O carro inteligente foi mais esperto que os bandidos. (Imagem criada por IA Gemini_Google/Edição Photoroom)
O assalto foi minuciosamente planejado. Um dos itens essenciais para o sucesso da empreitada era um carro veloz e silencioso, capaz de garantir a fuga e levar os ladrões o mais longe possível do local do crime.
Como é comum nesse meio, os dois autores do plano alugaram as ferramentas necessárias e encomendaram o veículo ideal com um especialista no ramo. Na véspera da ação, receberam um carro elétrico importado. Satisfeitos com a aquisição, trataram dos preparativos finais.
Na noite do assalto, chovia providencialmente. Eles seguiram para o local: um escritório afastado da rua, instalado numa antiga casa de fazenda, no fim de uma alameda de palmeiras.
Toda a vigilância era eletrônica. O plano previa burlar o sistema, iludir as câmeras e neutralizar os alarmes sonoros. Tudo correu como planejado, com as etapas sendo cumpridas cronometricamente.
O alvo final: alguns milhões em Dólar, Euro, Yuan, Dinar, Libra Esterlina — uma verdadeira torre de Babel monetária — além de dezenas de barras de ouro. Havia também pacotes de notas de cem Reais, mas eram minoria nessa globalização financeira.

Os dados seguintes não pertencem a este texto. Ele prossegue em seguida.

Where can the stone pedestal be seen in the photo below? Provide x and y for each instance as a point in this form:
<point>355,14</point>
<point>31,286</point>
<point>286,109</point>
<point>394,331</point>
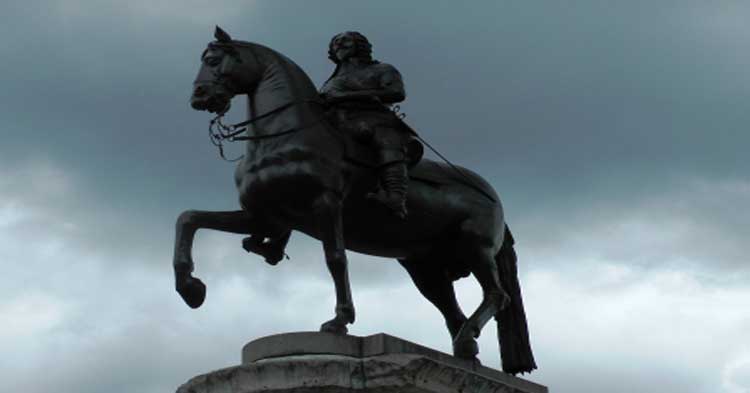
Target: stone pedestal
<point>327,363</point>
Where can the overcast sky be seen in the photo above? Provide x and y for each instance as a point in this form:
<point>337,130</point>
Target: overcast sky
<point>614,132</point>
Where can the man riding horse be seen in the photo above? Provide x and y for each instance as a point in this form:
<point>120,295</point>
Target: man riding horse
<point>359,94</point>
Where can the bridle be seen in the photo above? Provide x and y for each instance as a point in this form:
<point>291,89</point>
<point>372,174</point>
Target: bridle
<point>218,132</point>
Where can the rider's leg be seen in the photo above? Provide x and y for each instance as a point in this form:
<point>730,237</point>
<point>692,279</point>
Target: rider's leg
<point>393,174</point>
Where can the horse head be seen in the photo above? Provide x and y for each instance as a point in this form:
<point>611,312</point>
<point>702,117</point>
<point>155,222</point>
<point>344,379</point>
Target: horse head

Quando o cronômetro zerou, os dois já estavam embarcados, dando partida no motor. Relaxados, gargalhavam, antevendo a vida de milionários que os aguardava.
Mas o carro rodou alguns metros e o painel apagou. O motorista retirou e recolocou o cartão-chave, sem sucesso. A alegria virou desespero. O tempo corria, e o sistema de vigilância seria restabelecido em minutos — tempo calculado para estarem bem longe dali.
Diante da pane definitiva, decidiram fugir a pé, levando o máximo de dinheiro que conseguissem carregar. Mas as portas não abriram. Tentaram quebrar os vidros, deslocar o para-brisa — nada. Um deles ainda machucou o calcanhar ao golpear o vidro dianteiro.
Os alarmes soaram, luzes se acenderam, e logo estavam cercados por vigilantes. Só na cadeia souberam que aquele modelo de carro estava em recall: o motor apagava totalmente, travando o sistema e impedindo até a abertura das portas.